Als die Nazis, unter der Führung von Alexander Weinert dann 18:00 Stellung bezogen, wurden sie mit Lauten Sprechchören und Trillerpfeifen empfangen und so der Lächerlichkeit Preis gegeben. Mit Transparenten, welche an die Opfer des natinalsozialistischen Regimes erinnerten und einer „Hupen gegen Rechts“– Aktion, wurden die Nazis bis zum Ende ihrer lachhaften Veranstaltung am „ehrenvollen“ Gedenken an die „Opfer“ von Dresden gehindert.
Sogar eine Menge bürgerliche Protestler_innen fanden sich später an der Museumskreuzung ein und taten ihrem Unmut über die ca. 40 Trauergestalten kund.
Wollen wir hoffen, dass sich am 7. ( Trauerkundgebung der Nazis) und 8. März noch viel mehr Bürger_innen den antifaschistischen Protestformen anschließen und die Faschos endlich einen richtigen Grund zum trauern haben.

Widerstand gestern und heute – Lesung und Didkussionsangebot am 17.02.2014

Im August 1949, zu Beginn der McCarthy-Ära, kam es wenige Meilen nördlich von New York, wo ein Picknick-Konzert mit Paul Robeson stattfinden sollte, zu
schweren rassistischen, antikommunistischen und antisemitischen Ausschreitungen.

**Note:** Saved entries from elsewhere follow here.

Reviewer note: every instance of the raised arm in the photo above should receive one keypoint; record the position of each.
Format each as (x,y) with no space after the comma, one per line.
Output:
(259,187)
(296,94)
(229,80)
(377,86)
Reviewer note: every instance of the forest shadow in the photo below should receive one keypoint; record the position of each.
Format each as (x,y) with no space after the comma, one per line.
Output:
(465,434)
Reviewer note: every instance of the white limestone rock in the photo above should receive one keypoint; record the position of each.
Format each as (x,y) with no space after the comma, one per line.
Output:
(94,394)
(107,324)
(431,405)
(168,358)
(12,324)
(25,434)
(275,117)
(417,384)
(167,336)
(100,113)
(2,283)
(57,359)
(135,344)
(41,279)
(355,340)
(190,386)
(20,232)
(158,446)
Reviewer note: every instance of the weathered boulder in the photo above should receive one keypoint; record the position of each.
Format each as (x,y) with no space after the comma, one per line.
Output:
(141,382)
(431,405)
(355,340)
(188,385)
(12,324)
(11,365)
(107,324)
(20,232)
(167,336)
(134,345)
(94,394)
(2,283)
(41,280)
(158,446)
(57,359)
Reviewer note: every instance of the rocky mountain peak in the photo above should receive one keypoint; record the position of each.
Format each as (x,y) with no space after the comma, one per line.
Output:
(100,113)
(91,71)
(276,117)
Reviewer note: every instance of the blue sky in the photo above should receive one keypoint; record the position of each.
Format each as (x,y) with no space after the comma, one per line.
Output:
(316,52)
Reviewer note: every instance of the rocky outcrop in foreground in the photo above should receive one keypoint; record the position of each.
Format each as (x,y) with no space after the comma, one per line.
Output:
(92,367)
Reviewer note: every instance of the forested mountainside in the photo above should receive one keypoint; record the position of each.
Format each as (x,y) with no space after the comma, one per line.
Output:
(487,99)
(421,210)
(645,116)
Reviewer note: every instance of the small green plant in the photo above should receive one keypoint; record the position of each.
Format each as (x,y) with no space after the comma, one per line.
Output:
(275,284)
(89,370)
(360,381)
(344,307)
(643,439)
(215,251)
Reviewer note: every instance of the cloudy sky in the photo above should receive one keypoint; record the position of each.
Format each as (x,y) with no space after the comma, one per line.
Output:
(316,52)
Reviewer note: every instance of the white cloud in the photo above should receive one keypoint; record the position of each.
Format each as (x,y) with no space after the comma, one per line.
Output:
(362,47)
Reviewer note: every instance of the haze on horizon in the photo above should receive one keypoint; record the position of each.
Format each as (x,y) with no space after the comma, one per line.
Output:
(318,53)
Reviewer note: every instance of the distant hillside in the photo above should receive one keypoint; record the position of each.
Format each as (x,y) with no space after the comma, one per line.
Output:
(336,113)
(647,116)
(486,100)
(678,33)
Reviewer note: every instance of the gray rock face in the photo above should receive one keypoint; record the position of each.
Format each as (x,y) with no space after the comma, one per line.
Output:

Was damals passierte, und wie die wenigen, den Angriffen eines außer Kontrolle geratenen Mobs Ausgesetzten widerstehen konnten, beschrieb der damals angesehene
Autor Howard Fast in seinem Tatsachenbericht „Peekskill, USA“. Auch T.C. Boyle, Erfolgsautor aus unseren Tagen, verwob das Ereignis in einem seiner Romane.

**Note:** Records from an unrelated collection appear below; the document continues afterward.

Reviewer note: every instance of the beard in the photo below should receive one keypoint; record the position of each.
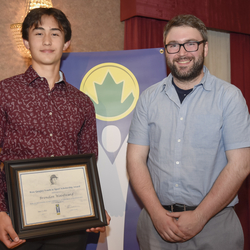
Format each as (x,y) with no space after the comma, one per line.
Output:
(189,75)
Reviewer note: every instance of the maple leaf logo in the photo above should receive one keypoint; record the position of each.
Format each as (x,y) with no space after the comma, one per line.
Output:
(109,95)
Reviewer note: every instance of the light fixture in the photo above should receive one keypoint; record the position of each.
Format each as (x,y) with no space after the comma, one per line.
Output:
(17,27)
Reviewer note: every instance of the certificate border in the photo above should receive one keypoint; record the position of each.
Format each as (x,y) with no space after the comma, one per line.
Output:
(12,169)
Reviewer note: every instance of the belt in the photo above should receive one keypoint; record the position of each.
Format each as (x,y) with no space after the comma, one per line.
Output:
(179,207)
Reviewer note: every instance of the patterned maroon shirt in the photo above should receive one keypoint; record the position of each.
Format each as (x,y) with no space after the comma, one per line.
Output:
(38,122)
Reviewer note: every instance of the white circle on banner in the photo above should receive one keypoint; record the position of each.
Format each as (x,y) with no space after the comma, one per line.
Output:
(111,138)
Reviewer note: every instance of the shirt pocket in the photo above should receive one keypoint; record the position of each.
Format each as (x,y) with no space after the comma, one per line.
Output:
(205,131)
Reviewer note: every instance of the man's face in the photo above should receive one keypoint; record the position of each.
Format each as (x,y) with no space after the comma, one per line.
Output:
(46,42)
(186,66)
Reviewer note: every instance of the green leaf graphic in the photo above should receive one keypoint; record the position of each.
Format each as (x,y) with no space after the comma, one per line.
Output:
(109,97)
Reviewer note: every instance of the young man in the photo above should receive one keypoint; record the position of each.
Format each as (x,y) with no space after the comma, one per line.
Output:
(188,150)
(41,115)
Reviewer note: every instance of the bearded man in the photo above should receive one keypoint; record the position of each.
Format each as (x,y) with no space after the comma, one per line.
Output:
(188,150)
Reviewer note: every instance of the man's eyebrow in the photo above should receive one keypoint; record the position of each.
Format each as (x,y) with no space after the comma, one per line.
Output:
(41,28)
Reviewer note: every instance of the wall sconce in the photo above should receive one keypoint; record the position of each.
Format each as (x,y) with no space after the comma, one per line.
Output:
(17,27)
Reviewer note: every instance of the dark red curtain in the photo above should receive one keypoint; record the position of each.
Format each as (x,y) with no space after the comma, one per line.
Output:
(141,33)
(240,77)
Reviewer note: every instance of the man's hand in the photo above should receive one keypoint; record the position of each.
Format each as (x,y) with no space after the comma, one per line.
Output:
(166,226)
(190,223)
(99,229)
(7,234)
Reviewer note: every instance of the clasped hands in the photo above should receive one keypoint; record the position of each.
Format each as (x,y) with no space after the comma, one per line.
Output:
(178,226)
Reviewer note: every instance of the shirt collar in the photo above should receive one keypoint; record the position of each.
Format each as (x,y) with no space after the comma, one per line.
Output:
(31,75)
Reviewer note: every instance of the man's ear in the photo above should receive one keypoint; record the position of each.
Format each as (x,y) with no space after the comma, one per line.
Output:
(66,45)
(26,44)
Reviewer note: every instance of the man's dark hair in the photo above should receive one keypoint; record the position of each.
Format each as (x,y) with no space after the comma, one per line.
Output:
(34,19)
(186,20)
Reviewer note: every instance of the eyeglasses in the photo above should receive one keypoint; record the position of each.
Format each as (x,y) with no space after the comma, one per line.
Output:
(173,48)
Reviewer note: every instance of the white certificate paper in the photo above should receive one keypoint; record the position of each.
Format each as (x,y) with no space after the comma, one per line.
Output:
(55,194)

Aus beiden Büchern wird am Montag, dem 17.02., im Schwabehaus gelesen. Beginn ist 20 Uhr.In Dessau wird gegenwärtig viel diskutiert, mit welchen Mitteln die aktive Bürgerschaft den geschichtsrevisionistischen und demokratiefeindlichen
Aufmärschen von Neonazis begegnen kann. *Blockieren oder dagegen symbolisieren?*
Dieser Frage widmet sich der zweite Teil des Abends.